Patrick Hanks of the Washington Policy Center raises concerns of the final vote of the Washington State Building Code Council on the new commercial building codes
Patrick Hanks
Washington Policy Center
The final vote of the Washington State Building Code Council (SBCC) on the controversial new commercial building codes exemplified much of the process: a rushed, legally questionable decision that lacked public comment, which even supporters admitted looked “terrible” to the public.
At a November 28 special meeting they adopted amendments to the commercial energy code 9-4. However, RCW 19.27A.025 states that amendments to the commercial code adopted without a two-thirds majority of all members, are classified as disputed provisions, and must be approved by the legislature before going into effect. For the SBCC, a two-thirds majority of voting members is 10.
So, on December 12 the SBCC held another special meeting. Urgency was paramount as the deadline to make changes to the commercial energy code was a few days away on December 15. What followed was almost three hours of discussion about parliamentary procedure and how to legally re-vote on the amended commercial code. Reasons cited by members for calling the meeting included:
- Being unaware of RCW 19.27A.025 at the November 28 meeting.
- Wanting to learn more about the issue.
- Wanting to give council member Pete Rieke, who was absent from the November meeting, a chance to vote.
- To avoid requiring legislature approval for adopting the amended code.
If the council took no action, then the legislature would need to approve the amended commercial code before it takes effect in March.
Sen. Lynda Wilson (R-17th LD), a non-voting member of the SBCC, surmised the amended code would have to be introduced as a bill or resolution, and then go through committees and be voted on like any other measure. Wilson promised the council that she would ensure the legislature addresses the matter.
Rep. Alex Ramel (D-40th LD), another non-voting member of the SBCC, argued that no one could guarantee what the legislature would do. He went on to say that while there has been a great deal of scheduling and planning for the short session, the commercial energy code, “has not been on the radar.”
The amendments to the 2021 energy codes were proposed and adopted to reduce the risk of litigation in the aftermath of the Ninth Circuit ruling on a ban on natural gas hookups in California. The recently adopted amendment theoretically allows commercial buildings to use natural gas appliances for space and water heating. Empasis on theoretically because industry experts testified during public hearings that it would be nearly impossible to achieve compliance with fossil fuel appliances or would substantially increase the cost of the building.
If the council had taken no action at the December 12 meeting and the legislature failed to approve the amendments, then the original 2021 commercial energy code would go into effect in 2024. The original 2021 code only allowed heat pumps and posed a greater chance of violating federal law. Some members felt this would increase the risk of litigation.

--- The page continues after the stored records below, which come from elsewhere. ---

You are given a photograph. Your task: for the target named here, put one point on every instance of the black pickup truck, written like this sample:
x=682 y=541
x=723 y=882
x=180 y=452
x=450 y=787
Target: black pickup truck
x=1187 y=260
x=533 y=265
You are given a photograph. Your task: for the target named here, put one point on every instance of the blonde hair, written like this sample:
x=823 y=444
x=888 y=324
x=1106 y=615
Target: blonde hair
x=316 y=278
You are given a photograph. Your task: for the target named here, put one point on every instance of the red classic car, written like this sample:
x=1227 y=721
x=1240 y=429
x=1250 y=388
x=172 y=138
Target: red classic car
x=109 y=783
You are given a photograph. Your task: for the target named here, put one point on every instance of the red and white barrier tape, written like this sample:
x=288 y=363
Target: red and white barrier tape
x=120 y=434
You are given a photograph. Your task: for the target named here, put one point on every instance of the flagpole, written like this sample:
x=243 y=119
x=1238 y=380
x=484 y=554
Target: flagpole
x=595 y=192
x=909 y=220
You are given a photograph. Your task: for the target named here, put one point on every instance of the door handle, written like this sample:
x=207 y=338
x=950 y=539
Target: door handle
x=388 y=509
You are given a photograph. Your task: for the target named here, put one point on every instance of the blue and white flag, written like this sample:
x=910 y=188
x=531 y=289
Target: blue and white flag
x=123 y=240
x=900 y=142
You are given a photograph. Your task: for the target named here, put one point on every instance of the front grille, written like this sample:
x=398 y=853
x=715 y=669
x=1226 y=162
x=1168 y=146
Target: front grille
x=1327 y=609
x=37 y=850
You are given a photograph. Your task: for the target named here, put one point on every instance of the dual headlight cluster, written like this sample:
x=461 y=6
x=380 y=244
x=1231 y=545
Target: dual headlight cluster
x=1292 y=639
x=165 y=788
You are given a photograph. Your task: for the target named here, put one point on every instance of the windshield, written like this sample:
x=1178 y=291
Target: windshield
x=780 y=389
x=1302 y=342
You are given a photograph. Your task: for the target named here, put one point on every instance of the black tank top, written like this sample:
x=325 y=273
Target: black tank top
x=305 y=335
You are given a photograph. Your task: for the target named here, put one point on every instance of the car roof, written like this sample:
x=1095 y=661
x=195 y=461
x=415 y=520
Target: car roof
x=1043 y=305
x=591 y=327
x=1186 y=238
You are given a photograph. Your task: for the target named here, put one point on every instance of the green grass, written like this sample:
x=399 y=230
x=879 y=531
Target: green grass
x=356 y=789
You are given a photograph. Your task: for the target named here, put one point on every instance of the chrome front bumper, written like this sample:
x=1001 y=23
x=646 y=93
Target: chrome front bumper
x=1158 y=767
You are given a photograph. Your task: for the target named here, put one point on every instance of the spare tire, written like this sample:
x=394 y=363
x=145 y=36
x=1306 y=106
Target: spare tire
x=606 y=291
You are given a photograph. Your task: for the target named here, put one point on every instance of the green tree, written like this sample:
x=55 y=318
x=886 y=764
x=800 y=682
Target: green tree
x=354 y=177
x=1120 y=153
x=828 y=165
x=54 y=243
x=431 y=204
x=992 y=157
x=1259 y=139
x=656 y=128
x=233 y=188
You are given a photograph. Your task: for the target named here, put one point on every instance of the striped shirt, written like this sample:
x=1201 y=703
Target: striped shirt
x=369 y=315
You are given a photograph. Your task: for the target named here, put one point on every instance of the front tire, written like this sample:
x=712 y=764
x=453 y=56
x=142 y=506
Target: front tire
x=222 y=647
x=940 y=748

The council consulted with their representative from the Attorney General’s office on the best pathway forward on re-voting. They were advised that the cleanest option was to rescind their November vote on the commercial code and then readopt it. However, it soon became clear that not enough council members supported rescinding and readoption. Chair Tony Doan ruled readoption would require additional public hearings, something they didn’t have time for with the December 15 deadline only days away. The second option was to “amend something previously adopted”, as allowed in Roberts Rules §35 (SBCC Bylaws state that the 11th edition Robert’s Rules of Order governs their parliamentary procedure). If not worded correctly, the SBCC could still run afoul of RCW 19.27A.025.
Thus, the solution was to amend the November 28 commercial energy code motion to insert some additional language and reinsert the entire code language from the November 28 motion. Councilmember Kjell Anderson claimed that the additional language was necessary because the council forgot to include it in November. Councilmember Micah Parsons disagreed that additional language is necessary. The councilmembers reinserted the prior motion as an attempt to comply with RCW 19.27A.025. The motion passed with a two-thirds majority at 10-3.

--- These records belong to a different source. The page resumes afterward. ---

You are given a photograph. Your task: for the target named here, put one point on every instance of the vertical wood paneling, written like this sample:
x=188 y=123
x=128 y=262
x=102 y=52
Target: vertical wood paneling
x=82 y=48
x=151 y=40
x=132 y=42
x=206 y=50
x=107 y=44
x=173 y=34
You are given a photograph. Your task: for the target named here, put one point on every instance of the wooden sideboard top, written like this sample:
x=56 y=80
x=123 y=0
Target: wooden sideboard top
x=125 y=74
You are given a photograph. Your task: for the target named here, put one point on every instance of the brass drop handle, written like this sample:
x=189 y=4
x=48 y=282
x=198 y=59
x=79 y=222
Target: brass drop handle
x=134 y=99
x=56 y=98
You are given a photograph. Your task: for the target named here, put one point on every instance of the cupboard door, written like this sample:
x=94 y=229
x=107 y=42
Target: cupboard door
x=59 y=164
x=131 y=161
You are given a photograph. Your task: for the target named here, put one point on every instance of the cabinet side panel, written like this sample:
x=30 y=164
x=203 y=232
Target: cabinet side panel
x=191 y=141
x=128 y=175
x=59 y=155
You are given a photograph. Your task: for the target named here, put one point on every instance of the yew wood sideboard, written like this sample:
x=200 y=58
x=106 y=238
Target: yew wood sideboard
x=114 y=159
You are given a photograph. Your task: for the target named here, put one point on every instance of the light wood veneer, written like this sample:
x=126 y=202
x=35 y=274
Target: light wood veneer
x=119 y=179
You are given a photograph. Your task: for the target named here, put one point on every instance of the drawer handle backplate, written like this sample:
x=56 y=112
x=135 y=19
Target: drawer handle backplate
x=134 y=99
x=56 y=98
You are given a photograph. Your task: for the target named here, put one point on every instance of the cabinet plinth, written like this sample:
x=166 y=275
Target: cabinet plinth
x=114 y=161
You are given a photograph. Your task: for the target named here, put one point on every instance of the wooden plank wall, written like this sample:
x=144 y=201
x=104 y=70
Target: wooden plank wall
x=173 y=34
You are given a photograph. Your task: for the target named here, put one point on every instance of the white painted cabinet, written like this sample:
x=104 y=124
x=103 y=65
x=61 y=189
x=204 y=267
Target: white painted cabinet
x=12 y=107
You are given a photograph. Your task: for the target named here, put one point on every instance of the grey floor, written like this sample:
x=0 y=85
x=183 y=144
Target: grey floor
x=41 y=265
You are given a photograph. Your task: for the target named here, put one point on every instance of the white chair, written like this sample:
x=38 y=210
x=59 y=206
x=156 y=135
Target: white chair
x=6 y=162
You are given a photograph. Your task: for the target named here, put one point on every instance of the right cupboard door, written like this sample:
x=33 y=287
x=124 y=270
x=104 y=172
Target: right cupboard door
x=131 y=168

It’s worth noting the following:
- Other than the member who made the final motion, no members spoke in favor of the additional code language. Nor was it cited as a reason for holding the special meeting. The added language merely served as pretext for re-voting on the commercial energy code.
- No public comment was allowed during the meeting.
- While the focus of the meeting was on correctly following parliamentary procedure, the final motion was not properly seconded before debate and voting as required by Roberts Rules. Although this is unlikely to invalidate the action.
Multiple members, including the Chair, admitted that the optics of this special meeting were “terrible.” The 2021 energy code cycle has been incredibly controversial as the council has sought to effectively ban natural gas water and space heating, despite cost-benefit analyses showing this will not be cost effective for consumers. We have previously discussed the issues with their cost-benefit analysis and noncompliance with the Regulatory Fairness Act.
For public officials to maintain public trust it’s not enough to only follow the letter of the law. While the SBCC has apparently succeeded in finding a parliamentary work around for their mistake, they failed to show that they prioritize transparency and truthfulness. Legislative oversight and approval are an appropiate and necessary part of the democratic process. There is no good reason for avoiding it.